The pain was excruciating. Dangling by my fingers, my body shook as a searing white-hot spasm burnt through my left arm and wounded shoulder even as my right hand blindly probed the curl of rock above my head—finding only a smooth, unblemished surface!
I panicked. My fingers began to slip. Unable to locate a second handhold, I had no other choice but to let go, plunge into the surf, and try again—assuming I could survive the fall and find a perch on the cliff face before the ocean dragged me back into its vortex.
I could not see the wave, but I could feel its approach—a deep rumble reverberating from the base of the mountain into my bones.
The thought of being engulfed by the monstrous swell reengaged my adrenal glands. Gripping my left wrist with my right hand, I executed a one-armed pull-up, then flipped upside-down so that my feet were walking on the ceiling of slate. As the stone sliced deep into my fingers, I maneuvered my right leg above the overhang, my bloodied toes inching their way higher along the smooth surface until my heel scraped against a root!
Pressing hard against the root with my right leg, using it as a fulcrum, I snaked my right hand down my left arm and across my groin to my right leg, shifting my weight as I followed my quad muscles up to my knee, calf, my ankle … and finally the root.

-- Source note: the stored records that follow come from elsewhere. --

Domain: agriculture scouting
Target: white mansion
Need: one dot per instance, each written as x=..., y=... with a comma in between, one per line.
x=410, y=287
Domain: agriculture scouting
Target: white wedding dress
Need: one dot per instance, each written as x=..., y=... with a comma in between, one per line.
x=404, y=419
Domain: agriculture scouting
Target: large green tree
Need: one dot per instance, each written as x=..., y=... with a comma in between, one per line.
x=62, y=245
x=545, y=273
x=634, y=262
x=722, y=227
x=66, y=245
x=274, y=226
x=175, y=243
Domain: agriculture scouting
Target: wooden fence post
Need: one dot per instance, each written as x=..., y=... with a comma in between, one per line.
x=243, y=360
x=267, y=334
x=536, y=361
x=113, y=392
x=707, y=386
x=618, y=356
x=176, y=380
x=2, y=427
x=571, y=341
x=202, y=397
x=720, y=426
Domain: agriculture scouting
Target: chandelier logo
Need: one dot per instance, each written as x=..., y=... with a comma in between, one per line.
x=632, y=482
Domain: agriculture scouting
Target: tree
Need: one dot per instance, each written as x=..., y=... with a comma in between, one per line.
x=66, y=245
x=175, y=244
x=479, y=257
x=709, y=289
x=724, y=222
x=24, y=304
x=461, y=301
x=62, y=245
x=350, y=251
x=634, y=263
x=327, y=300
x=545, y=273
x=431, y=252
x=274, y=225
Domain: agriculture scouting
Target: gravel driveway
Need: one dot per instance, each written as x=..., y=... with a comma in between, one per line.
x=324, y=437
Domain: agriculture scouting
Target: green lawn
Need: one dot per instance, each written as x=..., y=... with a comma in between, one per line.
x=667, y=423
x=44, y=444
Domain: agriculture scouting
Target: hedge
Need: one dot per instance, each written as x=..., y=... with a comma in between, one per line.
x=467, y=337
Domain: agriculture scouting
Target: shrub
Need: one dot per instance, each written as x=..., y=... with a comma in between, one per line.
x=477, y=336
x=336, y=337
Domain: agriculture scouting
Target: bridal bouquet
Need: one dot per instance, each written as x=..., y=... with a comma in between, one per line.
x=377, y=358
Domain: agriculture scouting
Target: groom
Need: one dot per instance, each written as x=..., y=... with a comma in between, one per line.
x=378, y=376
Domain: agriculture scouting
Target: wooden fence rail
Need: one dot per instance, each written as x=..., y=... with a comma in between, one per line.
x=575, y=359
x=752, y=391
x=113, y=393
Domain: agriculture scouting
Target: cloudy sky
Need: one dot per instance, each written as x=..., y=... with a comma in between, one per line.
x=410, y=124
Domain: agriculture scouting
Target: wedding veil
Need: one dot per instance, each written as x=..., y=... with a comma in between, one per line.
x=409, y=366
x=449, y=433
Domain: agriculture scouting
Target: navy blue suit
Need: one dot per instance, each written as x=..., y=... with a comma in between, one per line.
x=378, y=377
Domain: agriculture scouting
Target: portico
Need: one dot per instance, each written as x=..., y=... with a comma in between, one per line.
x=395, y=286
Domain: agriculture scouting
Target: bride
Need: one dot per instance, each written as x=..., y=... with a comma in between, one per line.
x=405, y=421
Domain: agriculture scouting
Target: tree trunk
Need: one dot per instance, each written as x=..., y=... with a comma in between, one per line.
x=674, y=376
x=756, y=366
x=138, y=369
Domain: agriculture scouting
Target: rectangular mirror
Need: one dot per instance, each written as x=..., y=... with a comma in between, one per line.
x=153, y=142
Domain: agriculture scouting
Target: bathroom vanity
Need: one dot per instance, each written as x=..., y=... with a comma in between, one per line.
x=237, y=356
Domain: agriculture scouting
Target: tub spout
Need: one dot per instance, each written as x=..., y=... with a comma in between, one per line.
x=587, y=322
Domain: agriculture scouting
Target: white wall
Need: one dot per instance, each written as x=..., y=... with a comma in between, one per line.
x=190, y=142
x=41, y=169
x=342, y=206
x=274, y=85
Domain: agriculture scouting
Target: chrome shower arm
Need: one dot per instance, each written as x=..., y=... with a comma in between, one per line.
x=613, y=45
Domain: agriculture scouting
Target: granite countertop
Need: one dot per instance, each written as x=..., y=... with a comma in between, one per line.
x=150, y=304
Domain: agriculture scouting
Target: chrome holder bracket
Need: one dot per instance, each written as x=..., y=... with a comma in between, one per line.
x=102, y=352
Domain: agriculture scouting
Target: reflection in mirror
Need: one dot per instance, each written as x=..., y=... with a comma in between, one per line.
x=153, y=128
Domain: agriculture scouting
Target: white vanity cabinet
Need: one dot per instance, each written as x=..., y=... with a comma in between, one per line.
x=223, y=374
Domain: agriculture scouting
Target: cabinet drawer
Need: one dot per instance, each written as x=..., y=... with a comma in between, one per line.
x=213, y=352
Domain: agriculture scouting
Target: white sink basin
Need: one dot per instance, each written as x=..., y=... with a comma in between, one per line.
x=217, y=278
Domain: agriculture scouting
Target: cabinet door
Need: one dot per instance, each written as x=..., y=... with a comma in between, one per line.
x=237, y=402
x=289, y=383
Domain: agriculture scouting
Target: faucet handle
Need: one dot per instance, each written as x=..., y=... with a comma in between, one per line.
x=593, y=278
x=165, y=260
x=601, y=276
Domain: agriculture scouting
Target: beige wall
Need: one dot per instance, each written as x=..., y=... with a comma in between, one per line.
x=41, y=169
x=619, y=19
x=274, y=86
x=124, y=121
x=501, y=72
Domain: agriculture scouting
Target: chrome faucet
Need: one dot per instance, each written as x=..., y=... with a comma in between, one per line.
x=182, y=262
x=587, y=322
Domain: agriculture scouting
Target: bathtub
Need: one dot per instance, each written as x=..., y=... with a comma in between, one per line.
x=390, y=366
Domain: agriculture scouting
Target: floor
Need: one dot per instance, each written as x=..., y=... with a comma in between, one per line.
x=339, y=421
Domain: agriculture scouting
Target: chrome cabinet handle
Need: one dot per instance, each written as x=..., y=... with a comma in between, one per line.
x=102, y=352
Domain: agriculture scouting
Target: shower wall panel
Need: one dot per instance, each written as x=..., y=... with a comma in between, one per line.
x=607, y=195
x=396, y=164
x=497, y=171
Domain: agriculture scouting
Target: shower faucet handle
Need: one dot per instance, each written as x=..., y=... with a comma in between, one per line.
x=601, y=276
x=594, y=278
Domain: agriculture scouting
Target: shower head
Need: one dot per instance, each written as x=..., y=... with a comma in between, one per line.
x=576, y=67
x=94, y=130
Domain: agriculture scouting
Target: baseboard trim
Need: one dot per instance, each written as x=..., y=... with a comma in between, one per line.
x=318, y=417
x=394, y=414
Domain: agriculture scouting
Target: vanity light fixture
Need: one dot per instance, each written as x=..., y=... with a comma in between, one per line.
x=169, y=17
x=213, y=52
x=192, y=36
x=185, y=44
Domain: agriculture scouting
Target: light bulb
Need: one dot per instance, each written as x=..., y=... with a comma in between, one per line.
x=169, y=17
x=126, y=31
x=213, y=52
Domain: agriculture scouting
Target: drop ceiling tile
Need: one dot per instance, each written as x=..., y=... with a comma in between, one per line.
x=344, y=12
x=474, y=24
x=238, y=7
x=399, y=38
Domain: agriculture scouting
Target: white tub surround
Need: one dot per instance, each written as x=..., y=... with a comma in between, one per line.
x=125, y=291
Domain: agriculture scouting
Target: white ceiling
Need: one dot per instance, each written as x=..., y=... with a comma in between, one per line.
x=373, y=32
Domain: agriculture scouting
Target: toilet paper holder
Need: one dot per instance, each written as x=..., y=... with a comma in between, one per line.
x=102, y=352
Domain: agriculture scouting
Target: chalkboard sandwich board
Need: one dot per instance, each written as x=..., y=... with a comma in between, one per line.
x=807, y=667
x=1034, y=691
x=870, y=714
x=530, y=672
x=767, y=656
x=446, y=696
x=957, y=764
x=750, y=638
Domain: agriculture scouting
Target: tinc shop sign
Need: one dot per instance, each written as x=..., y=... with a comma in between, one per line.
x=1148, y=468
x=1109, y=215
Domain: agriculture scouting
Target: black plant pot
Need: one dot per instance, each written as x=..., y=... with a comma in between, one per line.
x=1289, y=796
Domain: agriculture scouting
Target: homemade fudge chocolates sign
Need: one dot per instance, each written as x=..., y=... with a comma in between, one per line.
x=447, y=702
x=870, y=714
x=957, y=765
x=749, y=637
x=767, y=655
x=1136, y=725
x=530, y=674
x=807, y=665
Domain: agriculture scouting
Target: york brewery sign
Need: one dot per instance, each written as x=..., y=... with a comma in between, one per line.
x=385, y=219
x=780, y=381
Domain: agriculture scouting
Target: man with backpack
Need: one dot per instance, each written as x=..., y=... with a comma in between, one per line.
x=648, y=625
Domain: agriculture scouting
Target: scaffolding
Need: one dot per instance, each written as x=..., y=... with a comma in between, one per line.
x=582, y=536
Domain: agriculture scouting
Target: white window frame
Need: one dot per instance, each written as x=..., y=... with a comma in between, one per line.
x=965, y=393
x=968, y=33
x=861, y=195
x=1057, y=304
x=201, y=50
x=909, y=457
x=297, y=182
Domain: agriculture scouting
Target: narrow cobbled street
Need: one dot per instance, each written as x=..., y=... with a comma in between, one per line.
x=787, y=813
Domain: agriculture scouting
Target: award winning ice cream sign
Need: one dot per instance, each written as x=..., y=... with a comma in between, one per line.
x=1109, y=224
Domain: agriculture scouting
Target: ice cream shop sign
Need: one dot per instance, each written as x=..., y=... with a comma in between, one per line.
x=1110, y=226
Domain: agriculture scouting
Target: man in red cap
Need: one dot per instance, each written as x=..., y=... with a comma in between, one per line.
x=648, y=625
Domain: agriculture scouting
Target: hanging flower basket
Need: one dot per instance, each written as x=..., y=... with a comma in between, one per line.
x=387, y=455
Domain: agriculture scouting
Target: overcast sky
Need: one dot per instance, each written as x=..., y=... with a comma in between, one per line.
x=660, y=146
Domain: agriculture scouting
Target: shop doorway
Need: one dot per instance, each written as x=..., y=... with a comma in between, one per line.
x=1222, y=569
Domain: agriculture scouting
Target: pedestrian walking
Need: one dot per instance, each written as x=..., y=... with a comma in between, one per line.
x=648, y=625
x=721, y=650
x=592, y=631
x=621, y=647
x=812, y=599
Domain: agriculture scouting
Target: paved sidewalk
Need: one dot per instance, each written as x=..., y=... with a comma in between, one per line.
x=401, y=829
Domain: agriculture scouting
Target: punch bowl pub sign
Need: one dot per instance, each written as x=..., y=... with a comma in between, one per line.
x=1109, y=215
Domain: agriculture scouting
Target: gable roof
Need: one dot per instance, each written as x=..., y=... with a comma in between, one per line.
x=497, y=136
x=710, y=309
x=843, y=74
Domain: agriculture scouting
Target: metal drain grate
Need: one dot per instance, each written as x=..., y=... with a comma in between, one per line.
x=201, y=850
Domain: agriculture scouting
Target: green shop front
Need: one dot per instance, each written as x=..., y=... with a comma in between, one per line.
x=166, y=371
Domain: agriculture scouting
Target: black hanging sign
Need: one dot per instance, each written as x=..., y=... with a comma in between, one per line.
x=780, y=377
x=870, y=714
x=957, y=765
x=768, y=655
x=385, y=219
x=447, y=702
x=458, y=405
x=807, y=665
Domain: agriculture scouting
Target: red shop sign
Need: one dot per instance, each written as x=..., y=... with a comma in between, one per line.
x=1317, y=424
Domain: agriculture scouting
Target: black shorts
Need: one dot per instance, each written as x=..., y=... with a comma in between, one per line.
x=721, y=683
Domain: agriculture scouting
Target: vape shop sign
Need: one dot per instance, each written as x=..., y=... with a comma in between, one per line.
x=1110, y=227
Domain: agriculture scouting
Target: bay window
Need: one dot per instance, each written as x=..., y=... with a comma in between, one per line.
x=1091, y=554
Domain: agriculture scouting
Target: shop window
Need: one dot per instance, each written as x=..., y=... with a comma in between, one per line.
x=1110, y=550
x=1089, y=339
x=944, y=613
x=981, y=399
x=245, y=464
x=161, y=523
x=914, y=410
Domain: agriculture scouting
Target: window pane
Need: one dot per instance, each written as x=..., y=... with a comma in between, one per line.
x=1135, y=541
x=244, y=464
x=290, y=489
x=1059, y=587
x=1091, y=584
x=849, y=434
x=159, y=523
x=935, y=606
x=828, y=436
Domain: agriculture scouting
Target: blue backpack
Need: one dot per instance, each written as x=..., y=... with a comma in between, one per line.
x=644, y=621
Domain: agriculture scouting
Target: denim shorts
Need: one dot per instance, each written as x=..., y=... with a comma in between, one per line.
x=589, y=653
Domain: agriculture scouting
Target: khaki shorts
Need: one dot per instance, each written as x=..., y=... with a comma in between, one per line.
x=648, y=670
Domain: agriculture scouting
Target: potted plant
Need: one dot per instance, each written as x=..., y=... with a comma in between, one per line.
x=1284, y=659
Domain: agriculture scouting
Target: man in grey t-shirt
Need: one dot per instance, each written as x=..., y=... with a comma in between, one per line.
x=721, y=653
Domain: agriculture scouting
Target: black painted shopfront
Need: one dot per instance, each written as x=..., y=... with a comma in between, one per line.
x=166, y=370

Gripping the precious limb, I pulled my gnarled, swollen fingers free of the crevice, grabbed the root with my left hand, and swung my left leg up and over the rounded edge of the overhang, pushing, squirming, fighting to inch my quivering body onto the summit.
And then I was over—just in time to feel the incoming wave barrel into the cliff a hundred feet below, exploding upward in a geyser of foam.
I didn’t care. Stretched out on my back, I stared at a velvet-black tapestry of starlit sky. My fingers and toes were raw and swollen, and every inch of my body hurt, but I was here—wherever here was—and with the sense of satisfaction that I had transcended all physical hardship. Unable to move, I celebrated my victory over the day with an exhausted grin … just as I had with Andie years ago as together we watched the sunrise atop the summit of Buzzard’s Rock.
And suddenly, incredibly the sun
was
rising—its golden-yellow face peeking over the violent western horizon. Only it was not the sun, it was the moon and it was enormous.
I sat up, mesmerized by the luminous orange sphere. For a brief moment it disappeared behind a cresting swell, its lunar light casting the dark wall of water turquoise before it reappeared above the crashing wave.
Rising higher, the moon shed its orange tint, its reflection paling over the servant ocean, which rose to Himalayan heights to greet it.
And now a shadow appeared on the lunar surface—the Earth’s shadow—the brief eclipse exposing the pattern of the moon’s altered orbit as elliptical—a radical change that must have resulted in its unfathomable proximity—perhaps a third of its former distance.